Elliots Hände verschwanden in seinen Hosentaschen. Auch meine beiden Begleiter tragen förmliche Kleidung. Ein schmales Lächeln erschien auf seinen Lippen. »Der Boss wird nichts dagegen haben, wenn du alles ausziehst und nichts trägst.«
Ich laufe rot an, presse meine Zähne aufeinander und schaue dann beschämt nach unten. Dann bin ich ganz still, weil es nichts bringt, mit denen zu diskutieren.

Am Ende der Promenade steht ein beleuchteter Springbrunnen, der selbst um diese Uhrzeit noch eingeschaltet ist. Nach rechts würde es eine weiteren Einkaufsmeile entlanggehen. Links hingegen ist der Yacht-Hafen erbaut. Wenn mein Blick hinunter zu den Stegen gleitet, weiten sich meine Augen.

Natürlich kein Segelboot mit Fähnchen, was habe ich mir gedacht?, schießt es mir durch den Kopf, während ich hart schluckend zu dem kleinen Kreuzfahrtschiff sehe, zumindest kommt es mir wie ein solches vor. Auf dem gigantischen Teil haben sicherlich über zweihundert Gäste Platz. Und natürlich glänzt das perfekt verarbeitete Material blankgeleckt. Ich reibe meine Hände an der Hose, wenn wir die Stufen zum Hafen hinuntergehen. Wir laufen den Holzsteg entlang und schon stehen wir vor dem teuren Luxusschiff.

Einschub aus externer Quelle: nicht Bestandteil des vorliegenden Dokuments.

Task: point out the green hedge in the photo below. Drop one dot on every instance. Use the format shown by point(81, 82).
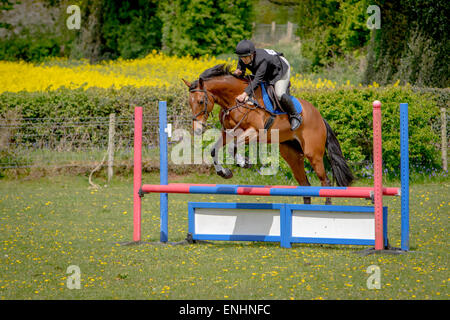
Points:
point(348, 111)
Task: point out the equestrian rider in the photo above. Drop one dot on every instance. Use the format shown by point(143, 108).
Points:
point(271, 67)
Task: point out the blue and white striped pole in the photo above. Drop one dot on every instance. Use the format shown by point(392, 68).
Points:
point(404, 176)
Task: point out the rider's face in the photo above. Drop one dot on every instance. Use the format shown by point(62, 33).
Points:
point(247, 59)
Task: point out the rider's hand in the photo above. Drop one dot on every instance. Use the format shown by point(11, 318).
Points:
point(242, 97)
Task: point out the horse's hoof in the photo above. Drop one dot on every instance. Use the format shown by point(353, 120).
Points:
point(225, 173)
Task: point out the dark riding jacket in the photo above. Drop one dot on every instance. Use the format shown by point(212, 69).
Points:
point(266, 66)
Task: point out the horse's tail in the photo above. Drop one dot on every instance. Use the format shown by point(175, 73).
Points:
point(341, 172)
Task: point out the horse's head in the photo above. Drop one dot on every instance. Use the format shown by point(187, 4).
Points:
point(201, 102)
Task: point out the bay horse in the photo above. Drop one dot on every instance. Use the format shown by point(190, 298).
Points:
point(218, 85)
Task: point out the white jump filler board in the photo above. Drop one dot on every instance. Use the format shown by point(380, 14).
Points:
point(284, 223)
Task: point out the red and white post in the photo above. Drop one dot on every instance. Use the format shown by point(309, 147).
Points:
point(137, 180)
point(378, 175)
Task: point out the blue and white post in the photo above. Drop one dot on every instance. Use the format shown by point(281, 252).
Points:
point(404, 176)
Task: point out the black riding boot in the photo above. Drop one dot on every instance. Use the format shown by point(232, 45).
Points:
point(288, 106)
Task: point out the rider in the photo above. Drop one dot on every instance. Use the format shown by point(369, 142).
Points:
point(271, 67)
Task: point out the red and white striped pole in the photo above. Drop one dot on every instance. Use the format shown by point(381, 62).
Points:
point(378, 175)
point(137, 178)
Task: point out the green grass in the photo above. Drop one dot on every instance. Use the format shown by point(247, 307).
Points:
point(48, 224)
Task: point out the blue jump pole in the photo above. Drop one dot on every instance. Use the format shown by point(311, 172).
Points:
point(404, 176)
point(164, 171)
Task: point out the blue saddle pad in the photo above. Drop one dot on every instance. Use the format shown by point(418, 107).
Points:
point(269, 106)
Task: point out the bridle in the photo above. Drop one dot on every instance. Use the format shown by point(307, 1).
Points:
point(227, 111)
point(205, 109)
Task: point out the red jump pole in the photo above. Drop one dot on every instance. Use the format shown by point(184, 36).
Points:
point(378, 175)
point(137, 176)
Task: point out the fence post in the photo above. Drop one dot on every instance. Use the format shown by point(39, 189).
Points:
point(272, 31)
point(444, 137)
point(289, 31)
point(111, 134)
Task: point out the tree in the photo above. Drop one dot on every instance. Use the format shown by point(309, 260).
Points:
point(199, 27)
point(413, 44)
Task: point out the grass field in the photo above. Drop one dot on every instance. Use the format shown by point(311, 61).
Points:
point(48, 224)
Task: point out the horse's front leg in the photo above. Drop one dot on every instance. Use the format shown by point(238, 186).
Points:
point(237, 149)
point(220, 170)
point(243, 138)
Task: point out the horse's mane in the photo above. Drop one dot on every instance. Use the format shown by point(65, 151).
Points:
point(216, 71)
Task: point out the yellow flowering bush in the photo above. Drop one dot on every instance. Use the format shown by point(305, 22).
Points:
point(157, 70)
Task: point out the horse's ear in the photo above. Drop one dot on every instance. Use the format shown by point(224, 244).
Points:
point(186, 83)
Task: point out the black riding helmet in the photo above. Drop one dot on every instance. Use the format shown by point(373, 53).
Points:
point(245, 48)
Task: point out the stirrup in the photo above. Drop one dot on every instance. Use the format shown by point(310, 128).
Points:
point(297, 117)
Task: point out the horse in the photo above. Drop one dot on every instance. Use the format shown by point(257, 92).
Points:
point(217, 85)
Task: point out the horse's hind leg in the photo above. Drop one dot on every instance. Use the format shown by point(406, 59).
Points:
point(317, 163)
point(220, 170)
point(291, 152)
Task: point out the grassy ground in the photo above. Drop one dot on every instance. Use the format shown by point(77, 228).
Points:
point(48, 224)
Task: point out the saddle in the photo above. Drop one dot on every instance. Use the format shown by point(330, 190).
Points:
point(273, 105)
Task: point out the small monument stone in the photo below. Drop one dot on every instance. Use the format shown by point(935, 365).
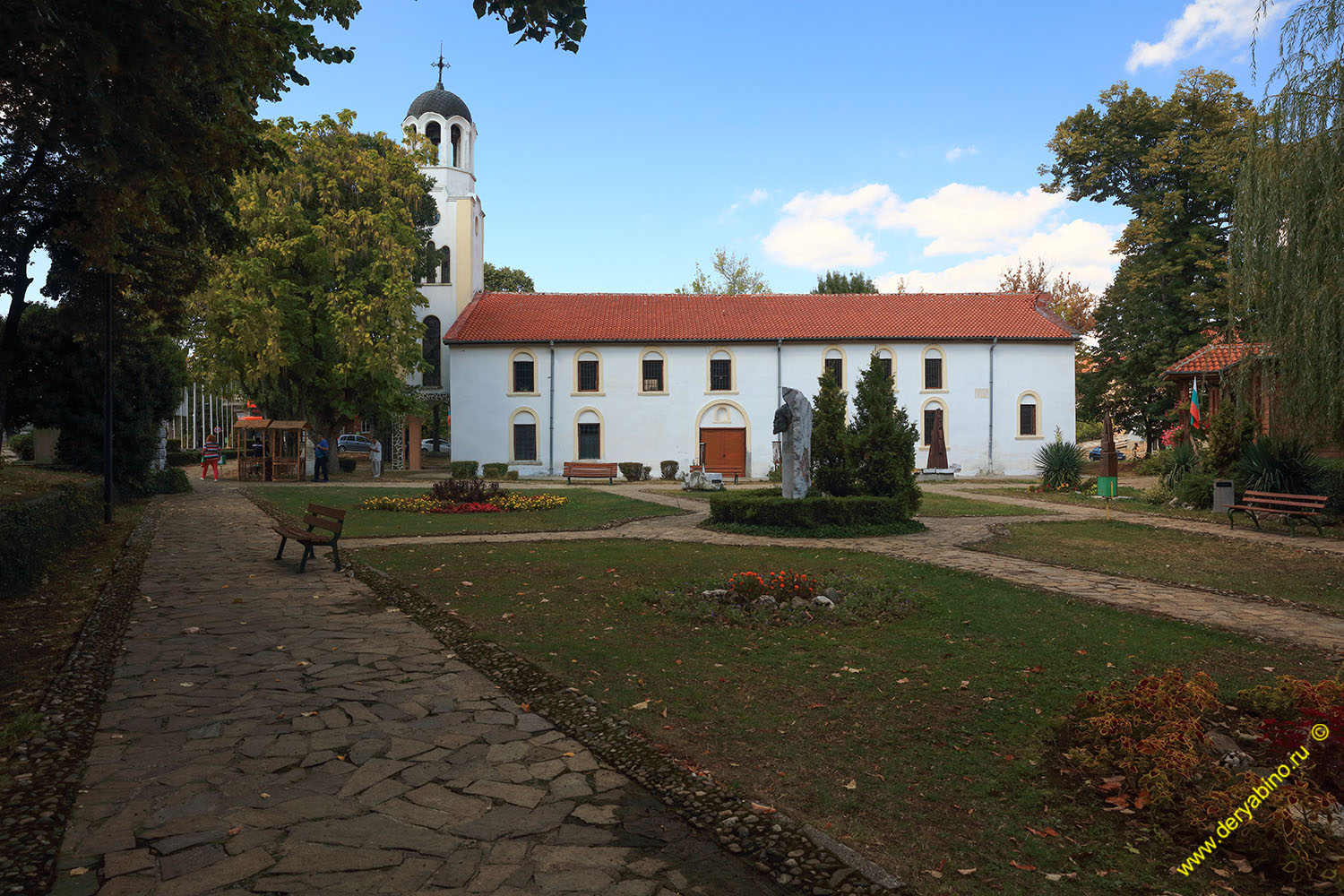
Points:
point(793, 421)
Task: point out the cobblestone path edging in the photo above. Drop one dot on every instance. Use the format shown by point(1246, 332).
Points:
point(45, 770)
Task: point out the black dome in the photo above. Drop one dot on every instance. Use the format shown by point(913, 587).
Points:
point(441, 101)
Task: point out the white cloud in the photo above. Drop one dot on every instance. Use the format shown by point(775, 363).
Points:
point(961, 220)
point(1078, 247)
point(1201, 24)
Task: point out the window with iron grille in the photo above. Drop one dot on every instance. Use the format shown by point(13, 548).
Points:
point(933, 371)
point(1026, 419)
point(652, 374)
point(588, 376)
point(590, 441)
point(720, 374)
point(524, 441)
point(524, 374)
point(835, 367)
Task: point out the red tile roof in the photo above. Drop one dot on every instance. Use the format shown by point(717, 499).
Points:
point(605, 317)
point(1214, 358)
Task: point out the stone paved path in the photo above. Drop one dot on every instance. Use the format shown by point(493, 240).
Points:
point(280, 734)
point(940, 544)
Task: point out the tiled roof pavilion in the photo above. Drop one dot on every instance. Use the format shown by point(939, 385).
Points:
point(607, 317)
point(1215, 358)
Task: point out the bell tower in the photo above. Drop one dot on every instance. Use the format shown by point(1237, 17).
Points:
point(443, 118)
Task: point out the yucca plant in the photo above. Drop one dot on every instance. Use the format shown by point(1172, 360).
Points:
point(1061, 465)
point(1277, 465)
point(1176, 462)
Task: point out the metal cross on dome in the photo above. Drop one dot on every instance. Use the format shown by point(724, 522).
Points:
point(440, 65)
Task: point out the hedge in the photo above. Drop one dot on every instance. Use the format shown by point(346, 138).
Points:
point(37, 530)
point(806, 513)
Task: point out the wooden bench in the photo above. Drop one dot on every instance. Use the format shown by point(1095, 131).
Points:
point(1289, 506)
point(317, 517)
point(589, 471)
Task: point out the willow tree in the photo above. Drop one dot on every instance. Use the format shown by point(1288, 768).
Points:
point(1289, 223)
point(314, 314)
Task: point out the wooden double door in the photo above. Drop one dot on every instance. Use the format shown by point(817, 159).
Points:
point(725, 450)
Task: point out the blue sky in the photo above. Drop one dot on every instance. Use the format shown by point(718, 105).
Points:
point(898, 139)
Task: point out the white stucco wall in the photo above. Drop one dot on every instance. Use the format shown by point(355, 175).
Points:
point(666, 426)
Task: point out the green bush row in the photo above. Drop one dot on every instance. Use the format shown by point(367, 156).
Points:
point(37, 530)
point(806, 513)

»Mr Carter«, sagt Adrian und deutet mir an, zuerst auf die Yacht zu gehen. Ich habe mir eingebildet, es würde schaukeln, wenn ich es betrete, aber das Ding ist viel zu schwer, als dass mein Gewicht etwas ausmachen würde. Meine beiden Aufpasser folgen mir, wenn ich durch die Tür ins Innere der Yacht trete. Dann atme ich tief durch.